世界最大の種子を生じることで有名なヤシ科の高木。ウミヤシとも呼び,またその特異な種子の形からフタゴヤシあるいはダブルココナッツの名もある。インド洋セーシェル諸島の原産で,1属1種である。幹は高さ30m,直径40cmに達し,基部はふくれる。葉は掌状で倒卵状ひし形,長さ4~7m,幅2~4m,浅裂し,裂片は長さ30~40cmで扇形をなし,先端は2中裂する。毎年1葉を出すという。花は雌雄異株。肉穂花序は腋生(えきせい)で長さ約1m。果実は卵円形で牛の陰囊に似て幅35~45cm,重さ10~20kg,成熟に6年かかり,発芽に3年かかる。材を用材,果実を置物,内果皮を容器,古葉は屋根ふき用とする。

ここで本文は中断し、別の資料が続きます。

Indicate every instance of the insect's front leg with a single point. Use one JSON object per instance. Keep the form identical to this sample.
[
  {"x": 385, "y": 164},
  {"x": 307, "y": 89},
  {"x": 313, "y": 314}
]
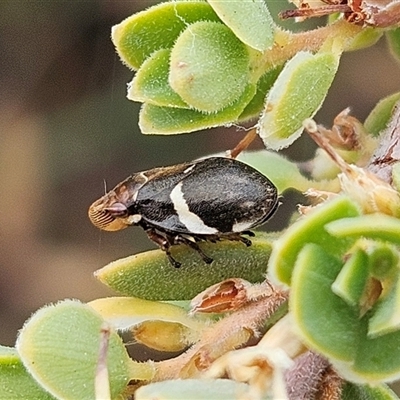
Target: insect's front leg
[{"x": 164, "y": 243}]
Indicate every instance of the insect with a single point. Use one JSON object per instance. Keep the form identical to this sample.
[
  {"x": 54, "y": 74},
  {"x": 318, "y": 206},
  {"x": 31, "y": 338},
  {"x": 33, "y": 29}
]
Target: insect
[{"x": 208, "y": 200}]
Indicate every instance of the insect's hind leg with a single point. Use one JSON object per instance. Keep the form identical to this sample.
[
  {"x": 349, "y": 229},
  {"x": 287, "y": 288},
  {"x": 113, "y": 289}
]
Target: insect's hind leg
[
  {"x": 164, "y": 242},
  {"x": 192, "y": 243}
]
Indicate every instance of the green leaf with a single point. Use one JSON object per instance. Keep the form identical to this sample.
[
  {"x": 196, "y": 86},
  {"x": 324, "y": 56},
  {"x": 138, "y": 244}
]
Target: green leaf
[
  {"x": 297, "y": 94},
  {"x": 393, "y": 38},
  {"x": 310, "y": 229},
  {"x": 124, "y": 312},
  {"x": 352, "y": 391},
  {"x": 169, "y": 120},
  {"x": 366, "y": 38},
  {"x": 256, "y": 104},
  {"x": 151, "y": 85},
  {"x": 59, "y": 346},
  {"x": 15, "y": 381},
  {"x": 193, "y": 389},
  {"x": 386, "y": 317},
  {"x": 352, "y": 279},
  {"x": 326, "y": 322},
  {"x": 379, "y": 117},
  {"x": 150, "y": 276},
  {"x": 209, "y": 66},
  {"x": 283, "y": 173},
  {"x": 139, "y": 36},
  {"x": 249, "y": 20},
  {"x": 377, "y": 359},
  {"x": 372, "y": 226}
]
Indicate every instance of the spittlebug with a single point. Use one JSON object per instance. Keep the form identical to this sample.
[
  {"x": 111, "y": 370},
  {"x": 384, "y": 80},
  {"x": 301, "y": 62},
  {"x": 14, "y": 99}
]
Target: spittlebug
[{"x": 207, "y": 200}]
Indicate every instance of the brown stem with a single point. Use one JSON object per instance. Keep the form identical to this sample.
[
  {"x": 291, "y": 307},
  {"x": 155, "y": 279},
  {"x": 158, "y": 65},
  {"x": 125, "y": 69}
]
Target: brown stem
[{"x": 288, "y": 44}]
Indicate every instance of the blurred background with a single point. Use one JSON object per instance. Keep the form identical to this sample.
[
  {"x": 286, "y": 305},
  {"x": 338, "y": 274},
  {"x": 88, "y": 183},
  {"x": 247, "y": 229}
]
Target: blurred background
[{"x": 67, "y": 129}]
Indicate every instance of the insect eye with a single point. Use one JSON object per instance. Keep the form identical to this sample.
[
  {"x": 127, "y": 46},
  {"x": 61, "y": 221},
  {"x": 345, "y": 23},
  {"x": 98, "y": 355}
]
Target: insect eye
[
  {"x": 106, "y": 217},
  {"x": 117, "y": 210}
]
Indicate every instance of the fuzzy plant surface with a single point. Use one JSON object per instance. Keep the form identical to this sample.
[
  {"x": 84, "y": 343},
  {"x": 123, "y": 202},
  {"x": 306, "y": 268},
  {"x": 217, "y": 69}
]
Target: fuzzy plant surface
[{"x": 310, "y": 312}]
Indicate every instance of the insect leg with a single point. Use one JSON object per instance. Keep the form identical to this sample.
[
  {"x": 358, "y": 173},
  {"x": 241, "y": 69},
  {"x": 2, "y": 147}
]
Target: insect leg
[
  {"x": 192, "y": 244},
  {"x": 164, "y": 243}
]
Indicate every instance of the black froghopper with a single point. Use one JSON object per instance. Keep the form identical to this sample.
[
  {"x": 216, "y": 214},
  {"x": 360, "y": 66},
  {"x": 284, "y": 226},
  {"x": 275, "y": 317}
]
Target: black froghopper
[{"x": 211, "y": 199}]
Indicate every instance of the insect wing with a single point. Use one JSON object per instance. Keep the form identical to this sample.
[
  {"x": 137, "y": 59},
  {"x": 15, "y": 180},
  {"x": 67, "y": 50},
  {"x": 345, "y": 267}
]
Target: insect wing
[{"x": 224, "y": 195}]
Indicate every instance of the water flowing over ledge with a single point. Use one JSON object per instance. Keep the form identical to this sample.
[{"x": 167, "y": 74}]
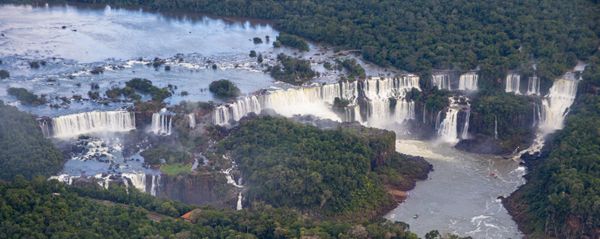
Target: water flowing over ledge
[
  {"x": 373, "y": 101},
  {"x": 72, "y": 125}
]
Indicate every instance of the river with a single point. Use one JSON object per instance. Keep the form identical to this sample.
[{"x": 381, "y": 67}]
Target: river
[{"x": 460, "y": 196}]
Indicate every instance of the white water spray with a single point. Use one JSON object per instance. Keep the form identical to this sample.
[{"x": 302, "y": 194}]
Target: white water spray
[{"x": 92, "y": 122}]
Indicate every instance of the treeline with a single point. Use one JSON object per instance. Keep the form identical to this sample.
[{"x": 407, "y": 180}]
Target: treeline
[
  {"x": 292, "y": 70},
  {"x": 326, "y": 172},
  {"x": 23, "y": 148},
  {"x": 419, "y": 36},
  {"x": 49, "y": 209},
  {"x": 562, "y": 195}
]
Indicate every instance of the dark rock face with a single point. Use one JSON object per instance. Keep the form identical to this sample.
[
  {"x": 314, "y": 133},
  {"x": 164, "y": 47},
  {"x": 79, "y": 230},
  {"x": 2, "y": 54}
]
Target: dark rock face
[
  {"x": 198, "y": 189},
  {"x": 482, "y": 145}
]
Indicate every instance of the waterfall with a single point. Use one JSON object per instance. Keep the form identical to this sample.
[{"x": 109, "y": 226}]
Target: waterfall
[
  {"x": 64, "y": 178},
  {"x": 468, "y": 82},
  {"x": 554, "y": 109},
  {"x": 192, "y": 120},
  {"x": 384, "y": 101},
  {"x": 92, "y": 122},
  {"x": 155, "y": 185},
  {"x": 424, "y": 113},
  {"x": 44, "y": 127},
  {"x": 533, "y": 86},
  {"x": 465, "y": 132},
  {"x": 513, "y": 83},
  {"x": 537, "y": 114},
  {"x": 239, "y": 203},
  {"x": 441, "y": 81},
  {"x": 495, "y": 127},
  {"x": 162, "y": 122},
  {"x": 556, "y": 104},
  {"x": 448, "y": 128},
  {"x": 437, "y": 120}
]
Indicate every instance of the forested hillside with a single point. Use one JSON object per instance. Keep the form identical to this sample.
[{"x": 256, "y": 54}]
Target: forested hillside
[
  {"x": 49, "y": 209},
  {"x": 562, "y": 196},
  {"x": 327, "y": 172},
  {"x": 23, "y": 148}
]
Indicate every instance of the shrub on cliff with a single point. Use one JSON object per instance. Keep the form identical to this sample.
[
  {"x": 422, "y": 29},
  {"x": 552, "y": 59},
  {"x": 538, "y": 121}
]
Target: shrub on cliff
[
  {"x": 224, "y": 89},
  {"x": 23, "y": 148}
]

ゼラチン状の胚乳は美味で,セーシェル諸島民の好物の一つとなっている。この巨大なヤシについては,F.マゼランの世界周航に同行し,記録を残したA.ピガフェッタが1519年に原住民パイロットの話としてふれている。その巨大な種子については,16世紀にインドに渡航したポルトガル人によって言及され,1611年,インド洋のモルジブ島の海岸に漂着したものをピラードPyrardという人が発見したので,しばらくはモルジブ島産と信じられた。昔は本種の実は法外な値で取引されていたが,1743年にセーシェル諸島で生育地が発見され,珍品ではなくなった。しかし最近でもこのヤシは島の重要な収入源となっている。